陆承安看着她抓着自己胳膊的手,又抬眼看看她,“松手。”
“不松!”
两人僵持着。
杨彩凤在一旁煽风点火:“让他走,有本事走了就别回来,我看他能去哪!”
陆承安用力甩开简雁的手,简雁后退一步,撞在墙上。
“陆承安!”简雁尖叫。
陆承安已经走到门口,拉开门。
张桂兰站在门外,眼泪汪汪的看着他,“承安……”
陆承安脚步顿了一下,还是迈了出去。
门在他身后砰的关上。
简雁追到门口,拉开门冲外面喊:“陆承安,你走了就永远别回来。”
楼道里传来陆承安下楼的脚步声,一声声,越来越远。
简雁站在门口,眼睛通红。
杨彩凤走过来,“走了好,省得看着闹心。

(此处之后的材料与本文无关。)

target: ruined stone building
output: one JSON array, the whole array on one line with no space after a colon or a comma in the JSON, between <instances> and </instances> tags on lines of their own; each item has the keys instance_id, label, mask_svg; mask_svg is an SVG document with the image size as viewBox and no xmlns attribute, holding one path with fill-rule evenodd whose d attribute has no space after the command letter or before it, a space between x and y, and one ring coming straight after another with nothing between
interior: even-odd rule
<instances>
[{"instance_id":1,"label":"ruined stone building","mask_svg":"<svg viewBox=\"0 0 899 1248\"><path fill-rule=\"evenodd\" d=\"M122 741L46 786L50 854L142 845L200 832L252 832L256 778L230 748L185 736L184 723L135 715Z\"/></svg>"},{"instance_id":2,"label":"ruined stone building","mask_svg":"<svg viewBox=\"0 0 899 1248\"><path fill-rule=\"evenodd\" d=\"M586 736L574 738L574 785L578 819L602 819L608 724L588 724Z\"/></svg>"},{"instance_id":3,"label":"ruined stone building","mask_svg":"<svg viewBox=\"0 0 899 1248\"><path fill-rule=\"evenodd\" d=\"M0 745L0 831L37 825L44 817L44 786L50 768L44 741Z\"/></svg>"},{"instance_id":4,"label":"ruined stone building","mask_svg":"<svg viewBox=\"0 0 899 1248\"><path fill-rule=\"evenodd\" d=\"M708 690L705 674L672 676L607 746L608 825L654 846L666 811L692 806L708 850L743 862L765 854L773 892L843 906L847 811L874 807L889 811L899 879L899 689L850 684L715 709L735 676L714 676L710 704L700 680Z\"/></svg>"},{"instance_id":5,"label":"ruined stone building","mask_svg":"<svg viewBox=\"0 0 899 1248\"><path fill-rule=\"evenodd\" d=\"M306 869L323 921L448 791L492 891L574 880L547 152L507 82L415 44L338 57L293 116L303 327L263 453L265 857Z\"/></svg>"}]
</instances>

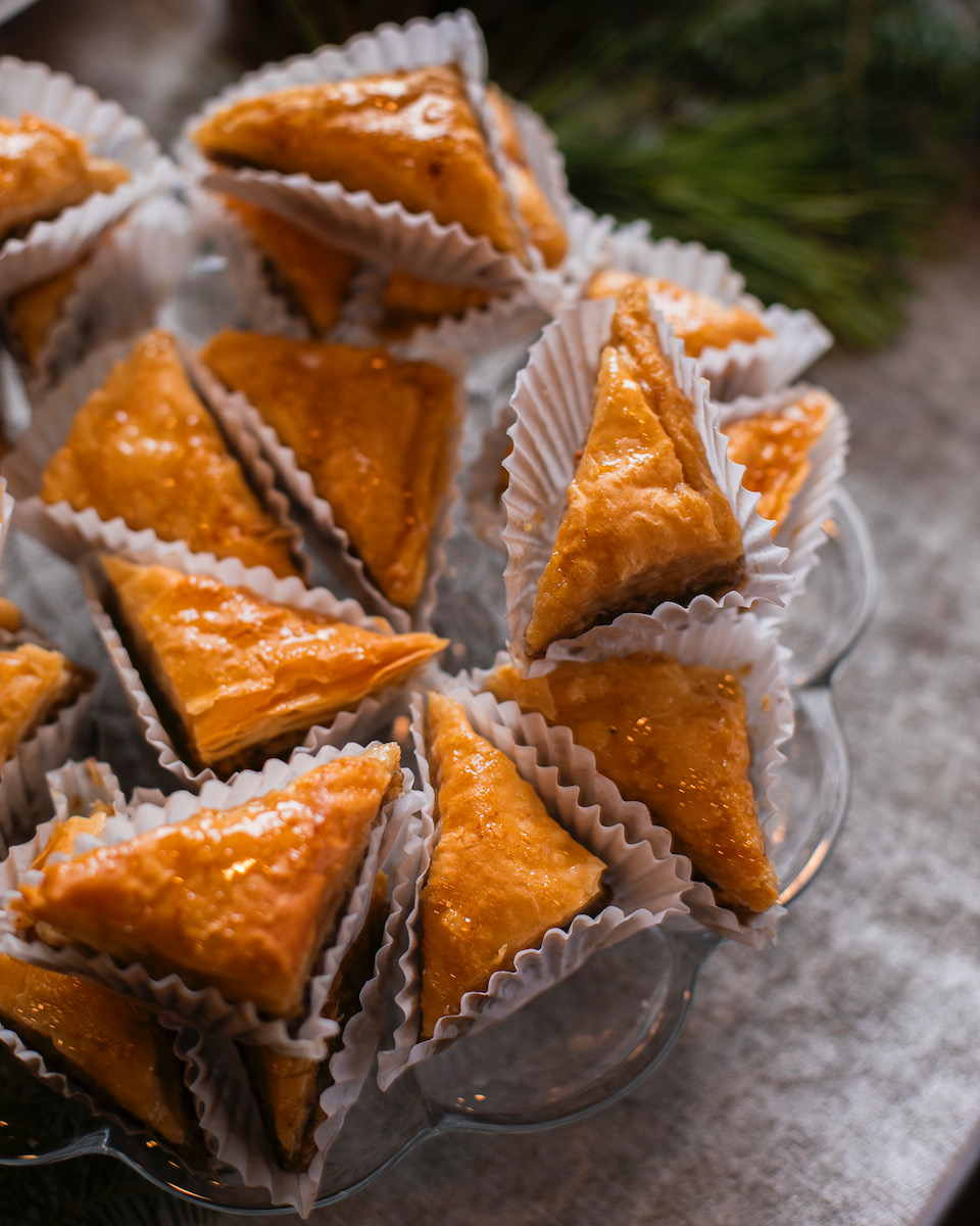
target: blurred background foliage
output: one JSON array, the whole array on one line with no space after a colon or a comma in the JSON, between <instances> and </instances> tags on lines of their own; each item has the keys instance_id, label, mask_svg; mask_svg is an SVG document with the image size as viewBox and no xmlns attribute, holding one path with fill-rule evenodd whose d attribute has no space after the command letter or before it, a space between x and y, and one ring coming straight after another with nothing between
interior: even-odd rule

”
简雁猛的关上门,背靠着门板滑坐在地上,捂住脸。
郝康又哭起来。
张桂兰手足无措的站在客厅中间,看看关上的门,又看看坐在地上的简雁,最后还是走向里屋去哄郝康。
陆承安在街上漫无目的走着。
夜风吹在脸上,稍微冷静了一些。
他能去哪?
运输队的宿舍早就不能住了。
朋友……
他还有朋友吗?自从出事后,那些所谓的朋友都躲着他。
他走到河边,坐在堤坝上。
口袋里还有几毛钱,他掏出来看了看,又塞回去。
天亮时,他站起身,腿有些麻。
他走到一个早点摊前,花一毛钱买了一个馒头,就着自来水吃了。
然后他开始找工作。
一上午,他问了好几个地方,不是嫌他胳膊受伤,就是嫌他没相关经验。
中午,他饿得胃疼,找了个台阶坐下,口袋里只剩下两毛钱,连碗面都买不起。
他坐了很久,直到太阳偏西,才站起身,朝家的方向走去,不上班他连吃饭的钱都没有。
走到楼下,他犹豫了一下,还是上去了。
用钥匙开门,屋里静悄悄的。
杨彩凤坐在沙发上打毛线,看见他,冷哼一声,没说话。
简雁从厨房出来,看见他,脸色冷冰冰的,也没说话。
张桂兰在阳台收衣服,看见他回来,眼睛一亮,张了张嘴。
陆承安默默换鞋,走进里屋。
郝康坐在**玩积木,看见他,小声叫了句,“爸爸。”
陆承安摸摸他的头。
晚饭时,气氛依旧压抑,杨彩凤故意把碗筷弄得砰砰响,“有些人啊,就是没脸没皮,赶都赶不走。”
简雁低头吃饭,不接话。
饭后,陆承安主动去洗碗。
杨彩凤对着简雁说:“看见没,出去什么本事都没有,谁会要他啊!”
简雁没理她,走进里屋关上门。
陆承安洗好碗,擦干手,走到里屋门口,犹豫了一下,还是推门进去。
简雁坐在床边叠衣服,没看他,陆承安在椅子上坐下。
“我明天再去别的地方看看,今天没找到。”
简雁没应声。
“我会尽快找到工作,你放心,我不会连累你,运输队的钱我会尽快还清,不会让你和你妈出一分。”